Authored by Lars Erik Schönander via RealClearScience,
Congress has an opportunity to fix federal government policies on science commercialization. Last week, House Committee on Small Business Chairman Roger Williams (R-Texas) took an important step to that end, introducing a companion bill to the INNOVATE Act, which Senator Joni Ernst (R-IA) introduced this year as Chair of the Senate Small Business Committee. Williams's bill could help reform the Small Business Innovation Research program and help nurture the next American tech giants.
Congress established the SBIR program in 1982 to commercialize science and turn startups into major companies. It can tout among its success stories Qualcomm, ViaSat, AeroVironment, and Anduril, all of which used SBIR funding to grow. The INNOVATE Act would reauthorize the SBIR program, which is due to expire at the end of the fiscal year, while strengthening commercialization requirements, improving the due diligence process for SBIR awardees to minimize malign foreign influence in the program, and attracting new entrants.
As part of the SBIR program’s previous reauthorization in 2022, Congress helped address serious national security flaws in the program. In 2021, the Pentagon found that multiple people receiving SBIR funding through the Department of Defense had then transferred the results of their research to Chinese academia and industry. The 2022 reauthorization addressed this problem by requiring agencies with SBIR programs to establish due diligence programs to ensure SBIR awards don’t go to companies with malign foreign ties. But other problems with the SBIR program remain, which the INNOVATE Act would solve.
First, the legislation would tighten benchmarks and impose a $75 million lifetime cap on SBIR awards, which would help prevent companies from treating the SBIR program as a perpetual revenue source. The INNOVATE Act targets commercialization problems that government agencies and independent analysts have documented for years. The Government Accountability Office and outside researchers have found that a few companies receive disproportionate SBIR funding while being worse at commercialization compared to their peers. The new standards aim to redirect awards toward companies that intend to graduate from the SBIR program.
Second, the bill enhances the SBIR program’s due diligence process to ensure that SBIR award winners are not connected to adversarial entities. The Senate Small Business Committee has found that companies with ties to foreign adversaries have received SBIR awards, even after the new due diligence requirements were enacted. Strengthening the due diligence process would ensure that such national security breaches don’t happen again.

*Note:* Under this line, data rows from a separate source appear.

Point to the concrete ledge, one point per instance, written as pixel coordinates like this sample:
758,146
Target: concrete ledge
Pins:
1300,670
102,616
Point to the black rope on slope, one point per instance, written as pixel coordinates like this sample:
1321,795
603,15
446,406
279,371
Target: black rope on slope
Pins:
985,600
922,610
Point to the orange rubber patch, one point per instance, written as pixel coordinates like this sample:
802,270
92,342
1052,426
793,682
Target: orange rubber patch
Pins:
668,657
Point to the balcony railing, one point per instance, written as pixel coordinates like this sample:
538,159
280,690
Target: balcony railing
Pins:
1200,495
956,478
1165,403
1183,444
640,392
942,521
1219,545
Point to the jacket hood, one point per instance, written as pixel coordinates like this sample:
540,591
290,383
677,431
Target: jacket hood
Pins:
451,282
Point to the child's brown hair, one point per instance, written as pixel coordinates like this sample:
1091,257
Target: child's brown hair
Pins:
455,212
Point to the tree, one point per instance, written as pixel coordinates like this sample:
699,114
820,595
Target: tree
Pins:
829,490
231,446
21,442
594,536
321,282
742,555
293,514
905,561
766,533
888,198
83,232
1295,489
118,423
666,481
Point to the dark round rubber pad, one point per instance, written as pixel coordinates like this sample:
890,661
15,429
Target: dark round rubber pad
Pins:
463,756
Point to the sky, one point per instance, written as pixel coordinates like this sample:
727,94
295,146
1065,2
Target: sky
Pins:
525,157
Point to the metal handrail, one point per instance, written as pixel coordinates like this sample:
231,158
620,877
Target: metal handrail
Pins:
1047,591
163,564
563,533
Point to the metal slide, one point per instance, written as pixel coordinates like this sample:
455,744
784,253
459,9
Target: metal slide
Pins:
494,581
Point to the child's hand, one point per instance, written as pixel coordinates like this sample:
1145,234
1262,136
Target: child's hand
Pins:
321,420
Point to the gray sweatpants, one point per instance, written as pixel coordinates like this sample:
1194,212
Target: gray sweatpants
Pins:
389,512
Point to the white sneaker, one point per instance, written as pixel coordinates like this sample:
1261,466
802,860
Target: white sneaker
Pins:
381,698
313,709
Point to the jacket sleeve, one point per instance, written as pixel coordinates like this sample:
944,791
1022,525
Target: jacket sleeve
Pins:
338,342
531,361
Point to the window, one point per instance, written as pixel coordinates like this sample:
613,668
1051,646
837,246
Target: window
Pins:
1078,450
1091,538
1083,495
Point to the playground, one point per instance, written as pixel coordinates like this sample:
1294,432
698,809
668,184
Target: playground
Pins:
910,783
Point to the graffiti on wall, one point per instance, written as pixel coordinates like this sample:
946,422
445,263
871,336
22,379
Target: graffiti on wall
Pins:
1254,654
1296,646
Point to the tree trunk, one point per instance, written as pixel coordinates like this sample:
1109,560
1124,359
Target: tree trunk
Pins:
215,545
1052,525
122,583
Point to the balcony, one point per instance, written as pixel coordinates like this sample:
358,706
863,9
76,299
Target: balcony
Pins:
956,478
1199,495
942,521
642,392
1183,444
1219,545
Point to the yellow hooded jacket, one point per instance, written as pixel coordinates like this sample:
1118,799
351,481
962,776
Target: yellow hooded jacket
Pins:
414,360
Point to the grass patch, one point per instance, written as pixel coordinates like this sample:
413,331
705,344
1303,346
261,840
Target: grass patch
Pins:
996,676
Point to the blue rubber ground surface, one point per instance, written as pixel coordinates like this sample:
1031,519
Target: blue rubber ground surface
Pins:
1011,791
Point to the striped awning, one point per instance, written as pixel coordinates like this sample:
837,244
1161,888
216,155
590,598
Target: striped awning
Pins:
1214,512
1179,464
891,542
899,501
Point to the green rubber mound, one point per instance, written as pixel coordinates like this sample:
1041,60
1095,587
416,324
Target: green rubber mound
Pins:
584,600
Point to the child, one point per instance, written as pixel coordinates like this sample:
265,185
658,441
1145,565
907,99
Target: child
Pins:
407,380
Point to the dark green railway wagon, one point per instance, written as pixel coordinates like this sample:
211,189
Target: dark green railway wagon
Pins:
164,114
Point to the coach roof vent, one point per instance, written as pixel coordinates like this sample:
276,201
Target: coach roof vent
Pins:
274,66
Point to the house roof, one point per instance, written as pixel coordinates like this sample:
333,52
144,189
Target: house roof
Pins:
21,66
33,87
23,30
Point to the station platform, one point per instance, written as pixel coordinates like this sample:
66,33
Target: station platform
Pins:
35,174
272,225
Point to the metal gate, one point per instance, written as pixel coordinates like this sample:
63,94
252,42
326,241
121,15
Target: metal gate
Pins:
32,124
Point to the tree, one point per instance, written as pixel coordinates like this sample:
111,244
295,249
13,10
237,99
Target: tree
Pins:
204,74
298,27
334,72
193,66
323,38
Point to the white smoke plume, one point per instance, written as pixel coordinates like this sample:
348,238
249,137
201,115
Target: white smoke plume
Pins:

Third, the INNOVATE Act aims to attract new entrants and help the best companies cross the "valley of death”— the funding gap that companies with new technologies face when transitioning research from an idea to a product. The bill would create an easier path to enter the program through a one-time SBIR award focused on commercialization and would create a transition-focused funding vehicle in DoD. These “Strategic Breakthrough Funding awards” would allow DoD to award up to $30 million to small businesses that received previous SBIR awards, but need funding to mass-produce their technology.

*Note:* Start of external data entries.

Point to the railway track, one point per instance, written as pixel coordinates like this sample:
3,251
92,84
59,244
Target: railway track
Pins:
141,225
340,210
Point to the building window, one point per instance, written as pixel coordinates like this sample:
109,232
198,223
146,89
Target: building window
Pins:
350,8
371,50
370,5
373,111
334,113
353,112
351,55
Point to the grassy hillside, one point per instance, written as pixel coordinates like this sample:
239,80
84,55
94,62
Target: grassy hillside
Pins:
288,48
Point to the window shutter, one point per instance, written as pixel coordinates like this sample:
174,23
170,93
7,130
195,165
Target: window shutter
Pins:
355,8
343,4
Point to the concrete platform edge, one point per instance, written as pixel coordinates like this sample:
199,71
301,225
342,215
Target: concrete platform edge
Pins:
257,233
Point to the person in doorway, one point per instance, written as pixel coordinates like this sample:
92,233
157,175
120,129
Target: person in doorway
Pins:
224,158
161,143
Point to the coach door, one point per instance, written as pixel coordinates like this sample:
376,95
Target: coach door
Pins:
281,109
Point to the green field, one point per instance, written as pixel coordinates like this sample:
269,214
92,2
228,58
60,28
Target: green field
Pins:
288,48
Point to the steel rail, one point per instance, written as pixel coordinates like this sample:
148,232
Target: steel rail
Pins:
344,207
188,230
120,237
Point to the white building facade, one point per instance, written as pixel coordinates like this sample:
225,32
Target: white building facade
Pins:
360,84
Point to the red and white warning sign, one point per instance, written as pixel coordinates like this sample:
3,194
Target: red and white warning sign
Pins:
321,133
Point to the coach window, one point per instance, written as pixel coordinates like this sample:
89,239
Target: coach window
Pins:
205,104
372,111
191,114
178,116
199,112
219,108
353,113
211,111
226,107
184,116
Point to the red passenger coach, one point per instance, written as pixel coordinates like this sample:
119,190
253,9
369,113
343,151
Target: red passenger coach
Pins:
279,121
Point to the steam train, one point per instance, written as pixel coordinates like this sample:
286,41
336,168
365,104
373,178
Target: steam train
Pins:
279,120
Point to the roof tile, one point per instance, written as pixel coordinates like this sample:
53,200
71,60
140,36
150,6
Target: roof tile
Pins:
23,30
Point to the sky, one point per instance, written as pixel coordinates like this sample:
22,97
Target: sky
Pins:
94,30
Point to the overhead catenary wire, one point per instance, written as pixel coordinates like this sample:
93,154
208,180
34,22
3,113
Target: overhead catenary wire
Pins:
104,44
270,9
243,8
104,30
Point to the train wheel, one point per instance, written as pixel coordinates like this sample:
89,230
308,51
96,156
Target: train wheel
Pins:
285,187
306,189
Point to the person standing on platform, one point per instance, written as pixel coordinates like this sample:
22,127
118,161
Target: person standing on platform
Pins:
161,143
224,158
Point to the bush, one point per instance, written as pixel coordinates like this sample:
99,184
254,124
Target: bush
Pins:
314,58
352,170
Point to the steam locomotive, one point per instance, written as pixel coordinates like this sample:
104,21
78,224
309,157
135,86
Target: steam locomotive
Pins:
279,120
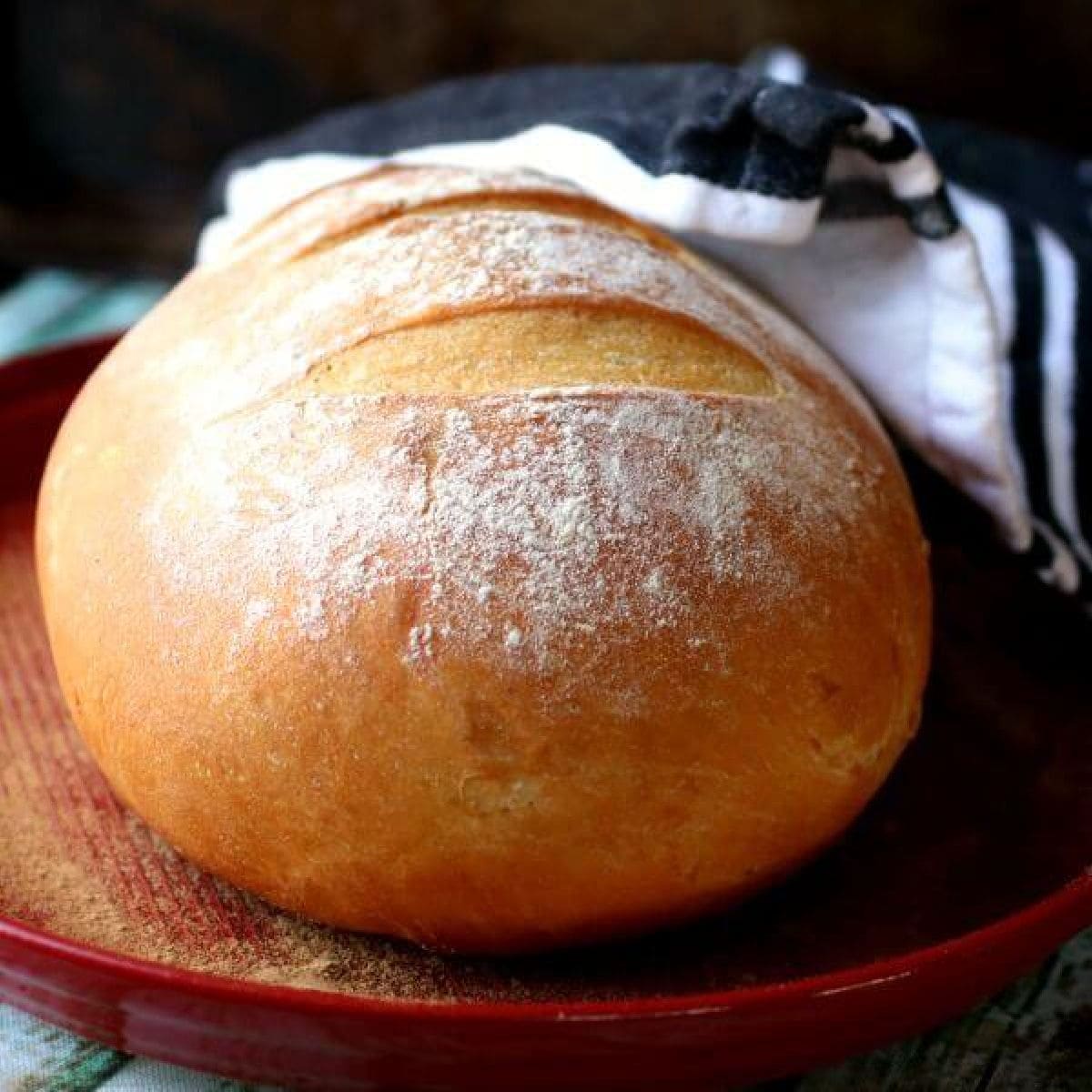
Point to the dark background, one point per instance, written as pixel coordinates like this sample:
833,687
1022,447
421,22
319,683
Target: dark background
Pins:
116,110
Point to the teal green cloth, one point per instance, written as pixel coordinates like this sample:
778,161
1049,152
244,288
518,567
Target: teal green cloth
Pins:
1036,1036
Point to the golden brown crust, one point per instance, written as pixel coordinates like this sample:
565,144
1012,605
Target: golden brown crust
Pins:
487,665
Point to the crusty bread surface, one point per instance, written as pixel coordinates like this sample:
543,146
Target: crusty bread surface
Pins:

Representative Williams’s version of the INNOVATE Act makes a few key changes to the Senate version. The commercialization language in the House version is weaker than the Senate version. The $75 million SBIR award cap remains, but the House bill creates a waiver system for companies with a national security justification to keep receiving awards. The agency director overseeing each SBIR program would approve these waivers. The House version also does not contain the language to strengthen the commercialization standards.
While tracking waivers in the annual congressional SBIR report is a smart move, the Small Business Administration should also flag waived companies in the SBIR database it maintains. This would let the public and stakeholders track waiver recipients more effectively. It will make it easier to see if multiple award winners still participate in the SBIR program even after the reforms.
Finally, the House version broadens the Strategic Breakthrough Funding program beyond the Pentagon. While the Senate restricts the program to DoD, the House allows any agency with an annual SBIR program budget of over $100 million to make commercialization-focused SBIR awards. This would allow agencies such as the Department of Energy or the National Institutes of Health to participate. However, the eligible activities may need expansion to cover energy and health startups' business needs, since the current language is focused on defense.
With the release of a House companion to the INNOVATE Act, Congress is closer to reauthorizing the SBIR program before it expires at fiscal year's end. The SBIR program remains a powerful tool for commercializing scientific research. Congress shouldn't waste this opportunity to make the program even stronger.